Wenn wir diese grossen runden Artischocken kochen und mit einer Vinaigrette servieren, begleiten wir die folgende fröhlich-saure Zupferei und Stipperei mit einem knackig trockenen Mosel-Riesling, etwa von Thorsten Melsheimer. Eher kleiner sollten die Knospen sein, wenn wir sie frittieren, alla giudia, wie man in Rom sagt, auf jüdische Art. Fritto misto boten die «friggitori» an, Juden, die im 15. Jahrhundert vor der Inquisition aus Sizilien und Sardinien nach Norden fliehen mussten. Ein zweimaliges Fettbad lässt die Artischocken bronzefarben aufblühen und wie eine Mischung aus süsslich gemüsigen Pommes frites und knusprigen Chips schmecken. Wir trinken zu diesem vergnüglichen Fingerfood am liebsten Cava, einen Brut Nature wie den Relats von Recaredo, weil er intensive Zitronenaromen mitbringt, aber das Gegenteil vom Süsse-Säuere-Spiel vieler herkömmlicher Schaumweine darstellt.

In der Provence heissen geviertelte kleine, mit Olivenöl, Schalottenwürfeln und Thymian gebratene Artischocken Poivrade, in der Barigoule werden sie im Ganzen auf Schalotten und Karotten mit Olivenöl und Knoblauch im Ofen geschmort. Beides passt grossartig zu einem Bandol Rosé, etwa der Domaines Bunan. Wenn Mistral oder Winter ihre kalten Klauen ausstrecken, vertragen sich diese Vorboten des Frühlings aber auch mit einem Roten derselben Herkunft.

Beim Stichwort Rotwein müssen wir den warnenden Sommelier-Stimmen doch zugestehen, dass Artischocken sich wesentlich besser mit Weisswein vertragen.
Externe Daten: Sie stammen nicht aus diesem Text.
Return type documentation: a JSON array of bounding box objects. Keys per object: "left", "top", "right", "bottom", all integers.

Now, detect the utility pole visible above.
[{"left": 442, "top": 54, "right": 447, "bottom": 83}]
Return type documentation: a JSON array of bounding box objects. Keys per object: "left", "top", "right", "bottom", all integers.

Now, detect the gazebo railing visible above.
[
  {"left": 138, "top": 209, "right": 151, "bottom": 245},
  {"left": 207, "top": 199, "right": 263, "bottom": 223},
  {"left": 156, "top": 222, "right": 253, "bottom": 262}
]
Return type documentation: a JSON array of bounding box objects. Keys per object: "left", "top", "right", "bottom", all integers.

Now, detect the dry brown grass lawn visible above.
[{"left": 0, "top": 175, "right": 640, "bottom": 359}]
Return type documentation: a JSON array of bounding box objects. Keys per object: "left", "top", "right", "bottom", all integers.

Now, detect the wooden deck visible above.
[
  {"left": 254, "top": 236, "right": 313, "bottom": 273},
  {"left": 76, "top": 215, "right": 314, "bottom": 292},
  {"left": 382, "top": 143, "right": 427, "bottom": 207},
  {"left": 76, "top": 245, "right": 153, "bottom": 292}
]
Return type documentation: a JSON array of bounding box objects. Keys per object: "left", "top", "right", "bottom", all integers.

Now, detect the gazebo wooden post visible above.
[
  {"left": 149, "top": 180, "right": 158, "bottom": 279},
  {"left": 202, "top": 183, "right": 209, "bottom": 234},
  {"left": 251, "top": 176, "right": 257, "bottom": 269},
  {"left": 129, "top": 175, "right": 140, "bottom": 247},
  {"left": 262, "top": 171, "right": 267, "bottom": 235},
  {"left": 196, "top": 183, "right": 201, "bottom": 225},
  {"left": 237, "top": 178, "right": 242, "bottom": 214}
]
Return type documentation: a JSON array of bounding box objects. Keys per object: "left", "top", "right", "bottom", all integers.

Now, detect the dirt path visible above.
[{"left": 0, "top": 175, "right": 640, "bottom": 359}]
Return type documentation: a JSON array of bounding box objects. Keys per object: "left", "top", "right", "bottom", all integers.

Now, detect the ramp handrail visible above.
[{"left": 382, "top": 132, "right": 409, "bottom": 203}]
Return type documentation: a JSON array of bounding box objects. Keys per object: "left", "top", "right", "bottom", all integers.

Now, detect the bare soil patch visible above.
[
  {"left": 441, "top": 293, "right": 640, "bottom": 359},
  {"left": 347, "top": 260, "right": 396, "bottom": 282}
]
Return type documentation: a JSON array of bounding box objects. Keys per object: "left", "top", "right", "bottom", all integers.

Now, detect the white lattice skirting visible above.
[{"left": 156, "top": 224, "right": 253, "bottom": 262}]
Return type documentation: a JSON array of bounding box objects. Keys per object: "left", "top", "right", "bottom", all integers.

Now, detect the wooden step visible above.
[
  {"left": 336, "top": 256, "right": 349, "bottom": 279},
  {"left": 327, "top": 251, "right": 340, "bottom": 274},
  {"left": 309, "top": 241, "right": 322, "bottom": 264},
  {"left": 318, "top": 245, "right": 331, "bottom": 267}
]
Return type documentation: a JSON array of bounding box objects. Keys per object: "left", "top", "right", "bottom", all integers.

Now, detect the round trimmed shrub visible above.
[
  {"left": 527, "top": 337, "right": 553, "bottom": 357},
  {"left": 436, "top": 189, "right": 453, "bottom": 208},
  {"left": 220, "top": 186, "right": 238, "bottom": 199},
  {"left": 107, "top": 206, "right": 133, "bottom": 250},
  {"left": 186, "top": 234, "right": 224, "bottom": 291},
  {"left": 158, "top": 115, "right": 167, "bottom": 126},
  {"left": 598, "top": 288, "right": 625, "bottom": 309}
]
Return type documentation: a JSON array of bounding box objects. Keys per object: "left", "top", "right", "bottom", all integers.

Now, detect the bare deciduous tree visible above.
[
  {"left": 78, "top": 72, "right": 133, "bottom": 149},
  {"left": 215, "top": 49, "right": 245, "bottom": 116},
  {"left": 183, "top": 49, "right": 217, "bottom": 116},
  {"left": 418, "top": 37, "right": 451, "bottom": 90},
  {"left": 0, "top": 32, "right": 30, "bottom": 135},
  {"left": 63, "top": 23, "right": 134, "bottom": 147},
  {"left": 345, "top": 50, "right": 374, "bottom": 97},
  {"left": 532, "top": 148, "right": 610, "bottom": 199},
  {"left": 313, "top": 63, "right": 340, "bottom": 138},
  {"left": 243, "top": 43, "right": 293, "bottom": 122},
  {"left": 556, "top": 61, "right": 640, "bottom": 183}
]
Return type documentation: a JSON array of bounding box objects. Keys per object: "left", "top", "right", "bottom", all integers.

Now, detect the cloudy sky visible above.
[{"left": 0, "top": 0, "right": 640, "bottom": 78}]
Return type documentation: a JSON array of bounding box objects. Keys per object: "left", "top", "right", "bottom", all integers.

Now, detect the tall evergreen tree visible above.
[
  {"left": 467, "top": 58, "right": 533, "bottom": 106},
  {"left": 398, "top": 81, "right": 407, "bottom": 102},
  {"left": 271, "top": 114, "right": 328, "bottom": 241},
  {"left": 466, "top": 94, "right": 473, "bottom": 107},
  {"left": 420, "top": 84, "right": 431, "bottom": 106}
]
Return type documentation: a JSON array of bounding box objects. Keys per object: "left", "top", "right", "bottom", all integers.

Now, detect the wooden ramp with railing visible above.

Fett und Röststoffe helfen auch hier, aber Rotwein führt durch sein eigenes phenolisches Päckchen zu einer gewissen Orientierungslosigkeit am schmeckenden Gaumen, als seien von Aromen und Säure vorgegebene Möglichkeiten von grossen, gerbigen Bitterwolken verdeckt wie in einem Sandsturm. 

Daher: zurück ins Helle. Garantiert frühsommerlich duftet und leuchtet unsere Küche, wenn wir Artischocken mit dicken grünen Bohnenkernen in Olivenöl schmoren. Ein kulinarischer Ausflug nach Griechenland, zu dem selbstredend das Abschmecken mit reichlich frischen Kräutern unterschiedlichster Art und viel Zitrone gehört – und der melonen- und paprikaduftige Malagousia von Techni aus Drama im Norden des Landes. So viele Möglichkeiten, unsere Leber zu verwöhnen... Artischocken im Risotto, aromatisiert mit weissem Pfeffer, Lorbeer, Fenchelsamen und Kreuzkümmel etwa, die Parmesan-Butter-Cremigkeit zugleich unterstrichen und belebt von einem der aussergewöhnlichen Trebbiano-Weine von Emidio Pepe aus den Abruzzen.

Und wer uns dann noch immer nicht glaubt, dass sich unsere Distelfreunde ausgesprochen gut mit Wein verstehen können, der mache den Härtetest. Schneide sie in ihrer extremen, nahezu nackten Form als ganz junge rohe Knospen dünn auf, aromatisiere lediglich mit etwas Olivenöl, Zitrone, Salz und Pfeffer – und öffne einen gestandenen, vom Porphyr geprägten Silvaner, von Wagner-Stempel aus der Rheinhessischen Schweiz. Noch Fragen? Manche angeblichen Problemkinder brauchen nur ein wenig mehr Hingabe.